Photoshop Elements 2 Blur Tool

blur tool icon

Used to apply blurring with a brush
Found at #8 in the Toolbar diagram at left


The blur and sharpen tools are referred to as the “focus” tools as they work to harden, or soften edges within an image.

I often use the blur tool to smooth over uneven transition areas after retouching, or to reduce unwanted spots in areas that don’t offer a good sampling location for the clone stamp.

To use the blur tool, select it in the toolbar, set desired values and settings in its options palette [see below], choose a brush from the pop-up palette in the options bar, and then drag in the image over the area you wish to soften. Be aware that blurring occurs even when the cursor is not moving, as long as the mouse button is held down. The speed of the effect is determined by the Strength setting in the tool’s options bar.

A shortcut for changing brush sizes while using a brush is to press the left bracket [ to decrease brush size, and the right bracket ] to choose a larger brush.

When editing an image with any tool that uses brushes, you can right click on the image and the brushes pop-up palette will appear right next to your cursor.

Note that these tools cannot be used on 1 bit Bitmap mode, or Indexed color mode images.

The keyboard shortcut for the blur tool is the letter R.

The illustration below, is the blur tool’s options bar.
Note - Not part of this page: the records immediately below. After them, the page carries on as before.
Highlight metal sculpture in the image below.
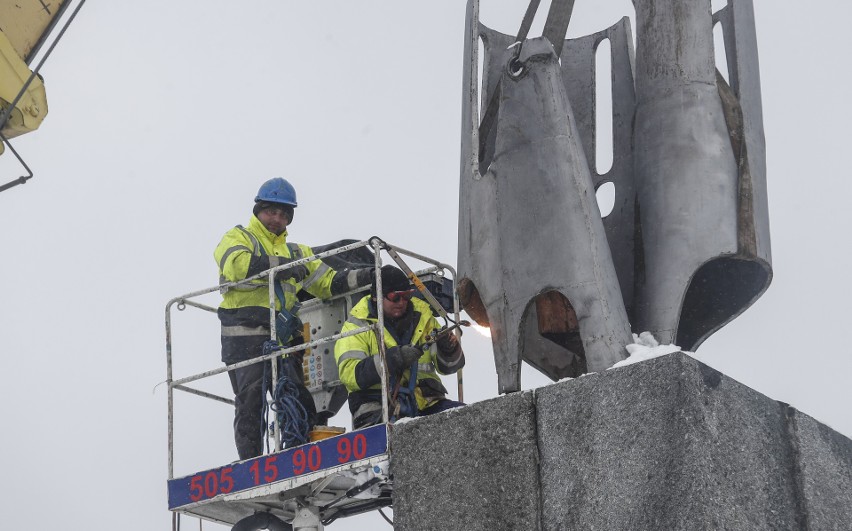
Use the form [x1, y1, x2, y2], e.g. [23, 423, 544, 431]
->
[458, 0, 772, 392]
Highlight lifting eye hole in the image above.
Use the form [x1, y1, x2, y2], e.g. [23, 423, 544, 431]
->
[506, 59, 527, 79]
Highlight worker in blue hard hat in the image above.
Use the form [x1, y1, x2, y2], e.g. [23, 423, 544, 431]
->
[334, 265, 465, 429]
[213, 177, 372, 459]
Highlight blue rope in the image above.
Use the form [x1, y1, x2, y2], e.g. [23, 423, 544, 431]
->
[271, 375, 311, 448]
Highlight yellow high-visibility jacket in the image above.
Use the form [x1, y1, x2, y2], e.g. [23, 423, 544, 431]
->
[213, 216, 335, 335]
[334, 295, 464, 415]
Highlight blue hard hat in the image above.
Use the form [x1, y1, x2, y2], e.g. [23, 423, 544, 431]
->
[254, 177, 299, 207]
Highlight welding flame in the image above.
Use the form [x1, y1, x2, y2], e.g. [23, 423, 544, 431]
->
[470, 323, 491, 337]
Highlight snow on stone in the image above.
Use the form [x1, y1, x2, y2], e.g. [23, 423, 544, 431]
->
[610, 332, 681, 369]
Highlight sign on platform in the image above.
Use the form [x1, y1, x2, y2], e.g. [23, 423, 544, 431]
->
[169, 424, 388, 510]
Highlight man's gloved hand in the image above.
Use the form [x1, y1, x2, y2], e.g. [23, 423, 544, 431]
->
[385, 345, 423, 378]
[275, 264, 308, 282]
[437, 332, 459, 354]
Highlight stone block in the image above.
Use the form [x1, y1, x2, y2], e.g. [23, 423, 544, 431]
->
[788, 408, 852, 530]
[391, 392, 540, 531]
[536, 354, 801, 530]
[391, 353, 852, 531]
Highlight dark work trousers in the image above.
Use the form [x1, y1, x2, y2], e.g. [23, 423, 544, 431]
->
[228, 361, 272, 460]
[222, 337, 316, 460]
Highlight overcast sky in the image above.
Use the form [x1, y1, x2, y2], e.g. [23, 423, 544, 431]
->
[0, 0, 852, 531]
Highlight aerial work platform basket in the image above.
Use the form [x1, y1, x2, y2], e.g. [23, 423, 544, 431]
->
[166, 237, 463, 531]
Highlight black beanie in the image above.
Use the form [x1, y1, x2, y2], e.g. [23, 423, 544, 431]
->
[370, 265, 411, 299]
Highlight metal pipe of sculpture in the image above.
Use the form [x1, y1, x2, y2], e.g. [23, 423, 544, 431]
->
[458, 0, 631, 393]
[633, 0, 772, 350]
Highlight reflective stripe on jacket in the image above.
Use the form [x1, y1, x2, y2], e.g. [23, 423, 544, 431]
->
[213, 216, 335, 328]
[334, 295, 450, 410]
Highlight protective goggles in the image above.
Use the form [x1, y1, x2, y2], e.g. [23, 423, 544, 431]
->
[385, 289, 414, 302]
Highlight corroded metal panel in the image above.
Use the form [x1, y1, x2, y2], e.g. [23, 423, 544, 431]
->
[458, 0, 772, 392]
[634, 0, 771, 350]
[562, 17, 636, 316]
[458, 1, 630, 392]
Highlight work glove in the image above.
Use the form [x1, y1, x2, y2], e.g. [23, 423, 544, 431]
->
[275, 264, 308, 282]
[385, 345, 423, 378]
[437, 332, 459, 354]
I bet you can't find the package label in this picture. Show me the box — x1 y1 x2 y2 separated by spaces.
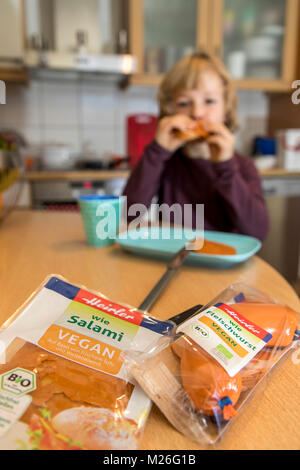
0 368 36 437
38 293 141 375
177 303 272 377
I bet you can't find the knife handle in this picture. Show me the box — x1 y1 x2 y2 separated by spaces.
138 268 176 311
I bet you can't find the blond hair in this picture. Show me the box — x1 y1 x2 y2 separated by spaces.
158 52 238 131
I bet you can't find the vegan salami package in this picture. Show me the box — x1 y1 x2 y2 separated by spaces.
0 276 174 450
126 284 300 447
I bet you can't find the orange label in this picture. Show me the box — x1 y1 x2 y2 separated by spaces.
199 316 248 357
38 325 123 375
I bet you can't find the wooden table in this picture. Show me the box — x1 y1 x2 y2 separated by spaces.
0 211 300 450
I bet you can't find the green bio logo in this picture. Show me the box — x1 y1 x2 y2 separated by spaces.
0 368 36 396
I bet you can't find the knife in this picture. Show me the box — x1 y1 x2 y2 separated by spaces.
138 240 196 311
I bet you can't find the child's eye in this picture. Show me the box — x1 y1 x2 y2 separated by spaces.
205 98 217 104
176 101 190 108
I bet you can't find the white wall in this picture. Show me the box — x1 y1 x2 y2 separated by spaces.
0 80 268 154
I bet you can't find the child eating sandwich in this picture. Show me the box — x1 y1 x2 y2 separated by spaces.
124 52 268 240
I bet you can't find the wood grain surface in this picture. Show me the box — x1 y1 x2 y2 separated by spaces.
0 211 300 450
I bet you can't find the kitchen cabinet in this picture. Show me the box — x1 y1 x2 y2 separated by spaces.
0 0 27 82
129 0 299 91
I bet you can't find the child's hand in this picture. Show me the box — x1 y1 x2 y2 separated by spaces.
155 114 196 152
203 122 235 163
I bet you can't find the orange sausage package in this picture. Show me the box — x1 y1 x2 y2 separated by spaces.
0 275 174 450
126 283 300 447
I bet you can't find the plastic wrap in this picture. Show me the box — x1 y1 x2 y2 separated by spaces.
126 283 300 447
0 276 174 450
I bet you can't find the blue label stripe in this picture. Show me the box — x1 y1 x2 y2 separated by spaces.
140 317 175 335
263 333 273 343
45 277 174 335
45 277 80 300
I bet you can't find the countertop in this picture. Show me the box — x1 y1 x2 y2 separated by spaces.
0 211 300 450
25 168 300 182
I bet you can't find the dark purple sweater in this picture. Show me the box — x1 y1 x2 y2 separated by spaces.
124 141 269 240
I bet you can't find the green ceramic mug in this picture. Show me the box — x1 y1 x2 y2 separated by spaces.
78 195 125 246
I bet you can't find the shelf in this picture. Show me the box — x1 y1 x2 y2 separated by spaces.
130 74 291 92
0 67 28 83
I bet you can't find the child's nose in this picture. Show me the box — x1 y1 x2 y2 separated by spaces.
192 103 205 120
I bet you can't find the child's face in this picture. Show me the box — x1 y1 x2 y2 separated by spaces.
173 69 225 123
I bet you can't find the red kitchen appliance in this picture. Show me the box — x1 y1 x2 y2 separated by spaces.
127 113 157 167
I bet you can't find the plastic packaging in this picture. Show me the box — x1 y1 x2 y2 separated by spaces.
126 283 300 447
0 276 174 450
To choose a brush size and type, click on the brush thumbnail. A pop-up palette of available brushes will appear. For more information on brushes, please see the Brushes page.
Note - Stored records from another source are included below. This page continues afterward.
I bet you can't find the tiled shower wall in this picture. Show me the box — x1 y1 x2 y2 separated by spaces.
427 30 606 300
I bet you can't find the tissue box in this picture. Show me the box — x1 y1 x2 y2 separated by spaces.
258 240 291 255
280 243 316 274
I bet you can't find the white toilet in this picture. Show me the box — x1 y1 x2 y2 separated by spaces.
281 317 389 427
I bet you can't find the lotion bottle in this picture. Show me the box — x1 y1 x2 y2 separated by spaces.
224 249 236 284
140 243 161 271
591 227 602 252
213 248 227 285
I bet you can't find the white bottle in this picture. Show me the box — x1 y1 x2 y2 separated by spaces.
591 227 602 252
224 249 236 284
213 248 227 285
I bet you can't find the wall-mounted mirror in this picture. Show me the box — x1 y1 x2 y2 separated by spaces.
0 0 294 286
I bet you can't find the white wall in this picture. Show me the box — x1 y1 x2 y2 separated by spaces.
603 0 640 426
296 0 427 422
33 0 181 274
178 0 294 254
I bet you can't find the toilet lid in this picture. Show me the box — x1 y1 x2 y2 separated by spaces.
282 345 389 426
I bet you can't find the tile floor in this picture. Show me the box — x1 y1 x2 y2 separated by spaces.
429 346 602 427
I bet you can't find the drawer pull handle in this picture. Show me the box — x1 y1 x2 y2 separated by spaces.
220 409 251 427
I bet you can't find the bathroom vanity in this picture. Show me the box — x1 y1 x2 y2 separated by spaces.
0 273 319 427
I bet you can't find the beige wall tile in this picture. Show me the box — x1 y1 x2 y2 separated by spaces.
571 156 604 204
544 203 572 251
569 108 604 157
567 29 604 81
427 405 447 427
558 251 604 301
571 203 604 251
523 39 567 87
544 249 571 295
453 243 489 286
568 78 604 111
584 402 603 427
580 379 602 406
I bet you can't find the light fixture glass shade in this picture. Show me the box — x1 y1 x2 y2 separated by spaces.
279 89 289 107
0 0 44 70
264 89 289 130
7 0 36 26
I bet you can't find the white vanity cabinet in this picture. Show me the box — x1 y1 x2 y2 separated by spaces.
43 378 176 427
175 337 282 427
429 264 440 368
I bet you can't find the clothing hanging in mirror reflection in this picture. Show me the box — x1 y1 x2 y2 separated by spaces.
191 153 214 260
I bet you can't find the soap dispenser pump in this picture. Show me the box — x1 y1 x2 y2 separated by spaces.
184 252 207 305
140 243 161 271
The box titled Mode, and showing Normal is a drop down menu of the blend modes you can choose from. Beside this is the Strength value box. You can type in a number, or access a slider by clicking on the arrow on its right side. The speed of the blurring effect is determined by this setting. Choose the Use All Layers check box if you want to use data from all layers. When unchecked, only the active layer’s edges trigger blurring.


If you have doodled with a tool’s options and want to get back to the default settings, click that tool’s icon at the far left end of its options bar. Choose either Reset Tool to reset only the current tool, or Reset All Tools to restore default settings to every tool.

Please note that all descriptions, and illustrations featured refer to files which are in Photoshop’s .psd format, and which are in RGB color mode. Other file formats, and color modes may generate different options. Some Photoshop features are not available for images not in .psd format, or RGB color mode. To find what color mode your image is in, choose Image > Mode.